Oh dear! Despite having some big names in its cast, this very obscure and very, very early seventies movie is so muddled it doesn't even know which genre it's in. Its title and marketing imply horror, but we see precious little of the promised Satanic cult or anything else of a horrific nature, the 18 certificate being for the numerous scenes of female nudity and recreational drug use. If the idea of Oliver Reed smoking a joint scares you, this is high-octane nightmare fuel; otherwise, not so much.
Mainly it's a very clumsy social satire, presumably inspired by the fact that Longleat House could be hired as a movie location. Derek Jacobi's character seems to be a merciless parody of its real-life owner the 7th. Marquess of Bath, a mega-rich hippie with a harem of "wifelets" whose main leisure activity other than promiscuity was decorating the interior of his vast Elizabethan manor with the awful murals that feature prominently in this film (46 years on, he's still alive and hasn't changed much). As for Oliver Reed, he plays his trademark brute, dominating the entire film and everyone in it so effortlessly that his pact with the Devil seems a bit superfluous. Which is just as well, since his only magical power seems to be the ability to cause stoned or mentally unstable people to have red-tinted prophetic visions of sinister goings-on that look good on the poster but comprise about one minute of the movie.

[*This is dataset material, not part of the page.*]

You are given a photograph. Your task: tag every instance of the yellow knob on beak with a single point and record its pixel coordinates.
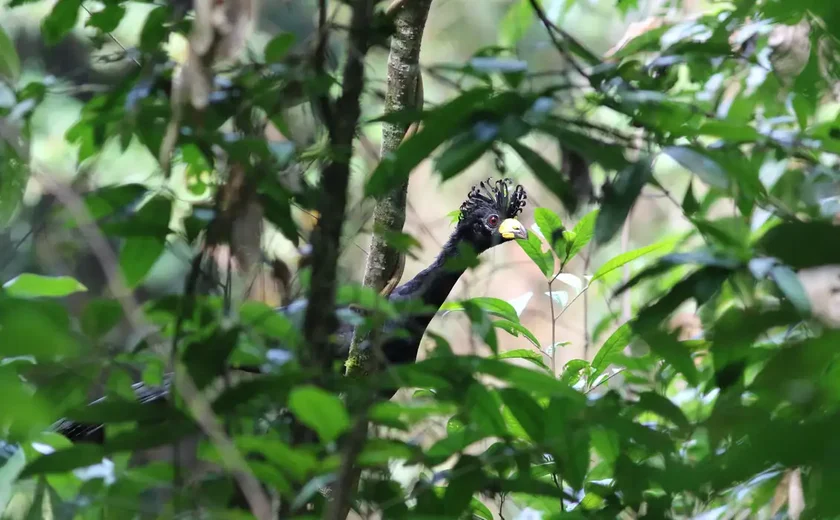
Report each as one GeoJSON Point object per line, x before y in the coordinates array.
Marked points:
{"type": "Point", "coordinates": [511, 228]}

This is the kind of film where the director can't think of anything interesting to do with the fact that his shooting location just happens to be the only house in the UK with a hundred lions in the back garden, and a fabulously wealthy aristocrat who lives in a palace serves his equally snobbish guests Bell's whisky because the prop man simply didn't give a monkey's. And although Oliver Reed's over-the-top but genuinely menacing performance is the only thing in the film worth watching, in the many scenes where he barely conceals his utter contempt for his employer under a veneer of servility about one molecule thick, he puts on that extraordinary accent used by Spike Milligan when he pretended to be a policeman and absolutely nobody else ever. It's so silly that late in the film another character actually mentions how absurd his accent is so they can pretend it was meant to be all along.
As for the subplot involving the sadistic abuse of two extremely young children, which thankfully we see very little of but hear quite a lot about, it's genuinely nasty without being the least bit interesting or even particularly relevant, except as a way to eradicate any vestiges of sympathy we might have for these horrible people. Which is hardly necessary in a film which has literally no sympathetic characters whatsoever, except possibly the children, who barely register as characters because they're so young they can't act at all and just randomly toddle about until the situation overwhelms them and they burst into tears.
I would have assumed this film to be a feeble attempt to rip off "The Wicker Man" if it hadn't been made a couple of years earlier. However, it undoubtedly does borrow a great deal from "The Servant", made in 1963 by Joseph Losey with a script by Harold Pinter and starring Dirk Bogarde. If the basic theme of a selfish upper-class man being ruthlessly outsmarted by his totally amoral employee appeals to you, "The Servant" is an infinitely superior treatment of the subject. It's not a horror film, but with a few very minor cuts, this movie wouldn't be either. It doesn't really fit into any genre, but if there was one called "slow-motion train-crash" it would be a perfect example. For devotees of deservedly obscure oddities and Oliver Reed completists only.